Aging is a major risk factor contributing to pathophysiological changes in the heart, yet its intrinsic mechanisms have been largely unexplored in primates. In this study, we investigated the hypertrophic and senescence phenotypes in the hearts of aged cynomolgus monkeys as well as the transcriptomic and proteomic landscapes of young and aged primate hearts. SIRT2 was identified as a key protein decreased in aged monkey hearts, and engineered SIRT2 deficiency in human pluripotent stem cell-derived cardiomyocytes recapitulated key senescence features of primate heart aging. Further investigations revealed that loss of SIRT2 in human cardiomyocytes led to the hyperacetylation of STAT3, which transcriptionally activated CDKN2B and, in turn, triggered cardiomyocyte degeneration.

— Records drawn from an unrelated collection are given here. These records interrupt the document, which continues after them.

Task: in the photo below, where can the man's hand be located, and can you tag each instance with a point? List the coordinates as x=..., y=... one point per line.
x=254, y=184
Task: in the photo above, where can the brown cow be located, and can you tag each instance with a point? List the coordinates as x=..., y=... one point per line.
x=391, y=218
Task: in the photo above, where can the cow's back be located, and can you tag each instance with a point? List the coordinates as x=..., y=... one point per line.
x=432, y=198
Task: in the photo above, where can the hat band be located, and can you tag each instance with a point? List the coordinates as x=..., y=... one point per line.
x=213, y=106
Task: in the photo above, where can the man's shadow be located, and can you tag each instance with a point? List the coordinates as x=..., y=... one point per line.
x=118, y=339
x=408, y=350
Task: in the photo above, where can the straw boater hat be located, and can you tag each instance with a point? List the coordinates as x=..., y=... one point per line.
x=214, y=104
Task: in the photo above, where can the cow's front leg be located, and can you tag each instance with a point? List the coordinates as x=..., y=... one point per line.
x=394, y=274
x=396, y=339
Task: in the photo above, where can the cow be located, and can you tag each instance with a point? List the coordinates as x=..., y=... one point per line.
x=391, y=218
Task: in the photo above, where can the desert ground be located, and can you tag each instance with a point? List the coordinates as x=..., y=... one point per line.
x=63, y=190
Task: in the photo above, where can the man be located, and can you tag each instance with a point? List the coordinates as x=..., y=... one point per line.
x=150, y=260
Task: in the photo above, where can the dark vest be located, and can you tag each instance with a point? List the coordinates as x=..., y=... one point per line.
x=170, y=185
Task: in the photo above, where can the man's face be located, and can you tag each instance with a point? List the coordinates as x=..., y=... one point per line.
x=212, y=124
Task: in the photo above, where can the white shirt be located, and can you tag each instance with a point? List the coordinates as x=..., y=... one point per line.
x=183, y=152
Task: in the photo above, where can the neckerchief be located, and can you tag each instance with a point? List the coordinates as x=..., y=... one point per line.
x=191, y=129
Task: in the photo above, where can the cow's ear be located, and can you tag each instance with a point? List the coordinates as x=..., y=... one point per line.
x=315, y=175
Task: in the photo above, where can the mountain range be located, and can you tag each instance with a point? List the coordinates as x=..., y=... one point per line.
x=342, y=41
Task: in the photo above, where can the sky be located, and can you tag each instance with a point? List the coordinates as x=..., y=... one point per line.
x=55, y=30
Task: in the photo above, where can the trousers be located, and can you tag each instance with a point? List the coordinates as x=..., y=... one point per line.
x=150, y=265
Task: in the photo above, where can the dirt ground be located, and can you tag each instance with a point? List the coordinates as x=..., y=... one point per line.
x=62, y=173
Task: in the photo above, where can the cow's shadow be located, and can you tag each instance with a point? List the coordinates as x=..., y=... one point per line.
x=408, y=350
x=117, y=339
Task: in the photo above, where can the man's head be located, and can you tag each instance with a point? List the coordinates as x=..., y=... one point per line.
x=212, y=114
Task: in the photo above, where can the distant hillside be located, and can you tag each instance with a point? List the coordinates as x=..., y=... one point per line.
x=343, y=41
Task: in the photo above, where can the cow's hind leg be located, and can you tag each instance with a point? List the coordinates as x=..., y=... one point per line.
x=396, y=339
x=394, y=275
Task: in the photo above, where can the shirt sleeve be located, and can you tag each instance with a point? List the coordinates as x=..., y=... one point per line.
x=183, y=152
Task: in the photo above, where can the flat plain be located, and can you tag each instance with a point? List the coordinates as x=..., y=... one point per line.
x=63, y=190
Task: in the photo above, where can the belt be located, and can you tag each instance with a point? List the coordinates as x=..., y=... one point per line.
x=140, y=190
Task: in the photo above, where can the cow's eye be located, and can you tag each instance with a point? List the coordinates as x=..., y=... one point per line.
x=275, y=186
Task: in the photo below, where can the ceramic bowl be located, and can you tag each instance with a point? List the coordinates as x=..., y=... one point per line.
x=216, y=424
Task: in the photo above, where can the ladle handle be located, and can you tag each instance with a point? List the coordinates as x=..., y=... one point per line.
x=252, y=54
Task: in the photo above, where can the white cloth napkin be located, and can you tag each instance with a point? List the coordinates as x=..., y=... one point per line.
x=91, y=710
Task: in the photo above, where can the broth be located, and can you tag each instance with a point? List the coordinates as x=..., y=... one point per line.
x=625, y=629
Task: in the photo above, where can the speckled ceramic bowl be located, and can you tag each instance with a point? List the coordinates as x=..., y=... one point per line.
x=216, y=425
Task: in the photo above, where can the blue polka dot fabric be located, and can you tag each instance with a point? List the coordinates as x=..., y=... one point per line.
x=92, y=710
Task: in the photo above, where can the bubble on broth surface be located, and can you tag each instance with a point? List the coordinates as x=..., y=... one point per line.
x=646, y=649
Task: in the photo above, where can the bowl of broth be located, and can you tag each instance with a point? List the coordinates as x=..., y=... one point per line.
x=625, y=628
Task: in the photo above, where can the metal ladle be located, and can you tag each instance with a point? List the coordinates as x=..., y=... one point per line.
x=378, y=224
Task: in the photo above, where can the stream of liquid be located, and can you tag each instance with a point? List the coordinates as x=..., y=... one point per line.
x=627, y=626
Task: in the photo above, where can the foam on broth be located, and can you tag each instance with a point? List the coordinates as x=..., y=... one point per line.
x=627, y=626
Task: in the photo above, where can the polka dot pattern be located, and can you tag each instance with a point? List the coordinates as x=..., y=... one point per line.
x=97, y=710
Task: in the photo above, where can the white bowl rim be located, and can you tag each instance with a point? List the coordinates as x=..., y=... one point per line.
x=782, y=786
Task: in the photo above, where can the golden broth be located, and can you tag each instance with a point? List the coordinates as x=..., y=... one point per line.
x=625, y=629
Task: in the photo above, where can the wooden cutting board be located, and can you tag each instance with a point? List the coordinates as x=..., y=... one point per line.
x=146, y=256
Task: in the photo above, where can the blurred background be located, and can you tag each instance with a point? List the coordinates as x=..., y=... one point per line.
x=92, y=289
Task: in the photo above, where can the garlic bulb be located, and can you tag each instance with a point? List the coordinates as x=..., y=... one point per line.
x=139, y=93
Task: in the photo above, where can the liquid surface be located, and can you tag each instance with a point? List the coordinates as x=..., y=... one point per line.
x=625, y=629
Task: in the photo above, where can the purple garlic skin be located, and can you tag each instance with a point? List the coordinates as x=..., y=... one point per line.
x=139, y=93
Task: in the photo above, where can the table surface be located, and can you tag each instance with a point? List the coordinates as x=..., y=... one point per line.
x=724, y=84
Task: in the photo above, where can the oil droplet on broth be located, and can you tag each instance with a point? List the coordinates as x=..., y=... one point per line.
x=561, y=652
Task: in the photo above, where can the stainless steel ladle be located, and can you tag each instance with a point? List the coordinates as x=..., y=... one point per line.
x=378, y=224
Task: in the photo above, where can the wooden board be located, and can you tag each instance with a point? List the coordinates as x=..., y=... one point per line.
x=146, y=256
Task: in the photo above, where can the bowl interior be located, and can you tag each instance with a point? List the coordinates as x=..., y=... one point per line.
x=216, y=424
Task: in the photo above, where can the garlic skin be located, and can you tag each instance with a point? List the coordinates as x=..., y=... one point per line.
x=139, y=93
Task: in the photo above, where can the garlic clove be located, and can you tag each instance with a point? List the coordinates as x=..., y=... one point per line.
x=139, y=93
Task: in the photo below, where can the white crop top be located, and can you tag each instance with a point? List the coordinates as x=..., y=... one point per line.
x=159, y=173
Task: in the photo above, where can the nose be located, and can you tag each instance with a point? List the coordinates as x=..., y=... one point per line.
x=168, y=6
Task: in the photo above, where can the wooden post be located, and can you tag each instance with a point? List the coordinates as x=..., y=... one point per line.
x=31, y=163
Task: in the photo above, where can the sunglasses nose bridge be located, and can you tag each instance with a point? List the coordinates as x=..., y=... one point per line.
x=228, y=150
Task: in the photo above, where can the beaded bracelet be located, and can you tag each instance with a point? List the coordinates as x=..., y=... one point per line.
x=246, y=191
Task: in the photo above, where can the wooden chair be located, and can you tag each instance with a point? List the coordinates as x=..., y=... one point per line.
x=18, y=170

Intra-myocardial injection of lentiviruses expressing SIRT2 ameliorated age-related cardiac dysfunction in mice. Taken together, our study provides valuable resources for decoding primate cardiac aging and identifies the SIRT2–STAT3–CDKN2B regulatory axis as a potential therapeutic target against human cardiac aging and aging-related cardiovascular diseases. Ye et al. characterize the cardioprotective effect of SIRT2 in primates and reveal an important role for the SIRT2–STAT3–CDKN2B regulatory axis in primate cardiac aging, improving understanding of the epigenetic mechanism governing cardiac aging.